Her words in September 2015 were lapped up by those elements of the Israeli media which seize on any Islamophobic content coming out of France, even though this particular politician has a reputation for gaffes and unguarded Twitter comments. The so-called foreigners described by Morano exclude, presumably, her mother, who was from an Italian family. What she really means are the black and Arab communities with backgrounds in France’s former colonies. Their cultures and religions cannot be airbrushed from the French landscape simply because their presence is seen as an inconvenience to an increasingly racist state.
READ: Muslim girl turned away from school in France for wearing hijab files complaint with UN
The French could easily improve integration and equality of opportunity for everyone who can trace their roots back to the French colonies, but it doesn’t play well with the French brand of secularism. Whenever I’ve raised the issue I’m told that France’s colonial history in North Africa is no longer relevant and we must look to the future. I’m married to an Algerian and his adverse reaction to such dinner table chatter tells me that it will take a lot more than a dose of French laïcité for Algeria, the land of a million martyrs, to move on.

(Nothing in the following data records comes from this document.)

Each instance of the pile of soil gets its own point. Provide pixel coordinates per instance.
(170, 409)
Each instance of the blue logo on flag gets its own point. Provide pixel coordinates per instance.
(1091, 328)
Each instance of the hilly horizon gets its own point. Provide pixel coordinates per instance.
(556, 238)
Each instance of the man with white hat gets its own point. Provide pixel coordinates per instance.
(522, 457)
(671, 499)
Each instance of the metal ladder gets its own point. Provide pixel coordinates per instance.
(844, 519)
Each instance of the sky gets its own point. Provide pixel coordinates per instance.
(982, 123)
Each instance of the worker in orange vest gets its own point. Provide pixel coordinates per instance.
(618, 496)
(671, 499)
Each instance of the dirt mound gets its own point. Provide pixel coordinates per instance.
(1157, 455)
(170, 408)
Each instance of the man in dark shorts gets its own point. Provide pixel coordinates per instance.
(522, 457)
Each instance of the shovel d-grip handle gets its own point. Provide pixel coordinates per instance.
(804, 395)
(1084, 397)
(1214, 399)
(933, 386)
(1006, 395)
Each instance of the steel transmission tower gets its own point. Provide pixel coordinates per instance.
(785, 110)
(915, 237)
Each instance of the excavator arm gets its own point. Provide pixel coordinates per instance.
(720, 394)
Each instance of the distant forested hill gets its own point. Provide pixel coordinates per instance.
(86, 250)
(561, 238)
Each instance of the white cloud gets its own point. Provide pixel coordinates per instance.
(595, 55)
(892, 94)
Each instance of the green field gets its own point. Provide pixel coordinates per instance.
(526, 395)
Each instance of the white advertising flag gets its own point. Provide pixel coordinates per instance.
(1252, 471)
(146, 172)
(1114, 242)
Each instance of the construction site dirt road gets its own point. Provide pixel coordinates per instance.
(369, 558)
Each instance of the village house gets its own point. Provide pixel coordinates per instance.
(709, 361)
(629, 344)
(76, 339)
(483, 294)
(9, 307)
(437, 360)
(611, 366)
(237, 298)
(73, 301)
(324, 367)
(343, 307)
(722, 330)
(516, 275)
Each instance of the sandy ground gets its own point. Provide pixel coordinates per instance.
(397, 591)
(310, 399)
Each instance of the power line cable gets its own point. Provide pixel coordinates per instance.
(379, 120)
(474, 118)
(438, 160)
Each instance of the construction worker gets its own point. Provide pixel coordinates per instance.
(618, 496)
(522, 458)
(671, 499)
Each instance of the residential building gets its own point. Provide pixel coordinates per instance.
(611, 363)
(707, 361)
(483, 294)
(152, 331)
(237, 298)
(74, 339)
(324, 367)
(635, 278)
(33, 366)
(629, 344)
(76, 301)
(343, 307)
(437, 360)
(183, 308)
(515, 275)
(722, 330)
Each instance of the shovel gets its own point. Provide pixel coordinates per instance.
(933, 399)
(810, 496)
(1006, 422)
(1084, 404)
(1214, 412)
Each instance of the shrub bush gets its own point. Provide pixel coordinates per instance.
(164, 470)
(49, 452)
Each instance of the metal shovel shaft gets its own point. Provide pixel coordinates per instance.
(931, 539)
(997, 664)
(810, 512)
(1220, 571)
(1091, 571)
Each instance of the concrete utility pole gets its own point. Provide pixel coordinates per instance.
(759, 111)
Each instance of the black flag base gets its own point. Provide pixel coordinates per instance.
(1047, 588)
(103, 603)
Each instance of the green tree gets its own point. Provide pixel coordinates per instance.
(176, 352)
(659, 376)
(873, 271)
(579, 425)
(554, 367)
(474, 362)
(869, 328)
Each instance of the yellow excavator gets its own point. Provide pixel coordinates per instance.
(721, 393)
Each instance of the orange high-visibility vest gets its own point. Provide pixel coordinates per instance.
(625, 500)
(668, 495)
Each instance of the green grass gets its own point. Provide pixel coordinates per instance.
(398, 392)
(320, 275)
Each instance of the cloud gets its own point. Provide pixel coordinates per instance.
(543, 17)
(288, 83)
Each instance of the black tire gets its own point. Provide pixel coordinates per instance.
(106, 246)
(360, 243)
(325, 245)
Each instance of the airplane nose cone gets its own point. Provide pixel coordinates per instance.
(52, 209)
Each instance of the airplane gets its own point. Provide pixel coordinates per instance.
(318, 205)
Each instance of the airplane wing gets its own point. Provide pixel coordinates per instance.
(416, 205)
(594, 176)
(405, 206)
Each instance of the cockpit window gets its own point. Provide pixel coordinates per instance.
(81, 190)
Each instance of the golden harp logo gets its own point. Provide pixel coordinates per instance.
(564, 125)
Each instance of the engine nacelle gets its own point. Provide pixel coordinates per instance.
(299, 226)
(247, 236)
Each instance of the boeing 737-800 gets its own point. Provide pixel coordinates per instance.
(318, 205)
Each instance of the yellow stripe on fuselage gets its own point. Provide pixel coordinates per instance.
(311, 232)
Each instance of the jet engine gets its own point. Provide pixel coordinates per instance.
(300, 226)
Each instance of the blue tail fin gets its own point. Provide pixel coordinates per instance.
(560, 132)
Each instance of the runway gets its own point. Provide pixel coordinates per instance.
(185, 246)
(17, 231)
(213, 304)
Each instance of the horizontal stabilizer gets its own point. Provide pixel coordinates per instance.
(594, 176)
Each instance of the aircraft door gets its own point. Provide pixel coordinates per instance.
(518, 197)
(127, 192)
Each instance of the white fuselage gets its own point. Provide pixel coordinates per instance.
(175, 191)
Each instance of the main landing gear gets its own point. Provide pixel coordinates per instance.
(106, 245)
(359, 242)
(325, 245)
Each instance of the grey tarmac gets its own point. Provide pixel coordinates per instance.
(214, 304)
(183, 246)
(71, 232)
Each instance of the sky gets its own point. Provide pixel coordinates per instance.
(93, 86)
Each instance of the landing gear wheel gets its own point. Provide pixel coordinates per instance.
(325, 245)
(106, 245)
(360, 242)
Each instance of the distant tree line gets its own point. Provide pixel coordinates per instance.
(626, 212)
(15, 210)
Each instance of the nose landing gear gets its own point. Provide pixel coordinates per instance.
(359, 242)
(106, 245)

French citizens tend to feign blindness to the diversity in their society and ignore concerns about racist tendencies. Meanwhile, the effective ban on French Muslims being able to express their faith or wear distinct clothing is being reinforced on an almost daily basis. Instead of building bridges between communities within his own country, Macron is taking a wrecking ball to them.
The French president simply refuses to see, hear or speak of the double standards at play in France, as was demonstrated when Queen Camilla swept into the banquet that he hosted in the Hall of Mirrors in the Chateau de Versailles. It’s just as well that the racist police officers in Nice who fined a Muslim woman at the popular beach resort for “not wearing an outfit respecting good morals and secularism” weren’t on duty.
So it’s time for France to change, rather than expect its citizens to abandon all they hold dear. In the meantime, forget about liberté, égalité, fraternité; the French motto really ought to be “bigoterie, duplicité, hypocrisie”.
The views expressed in this article belong to the author and do not necessarily reflect the editorial policy of Middle East Monitor.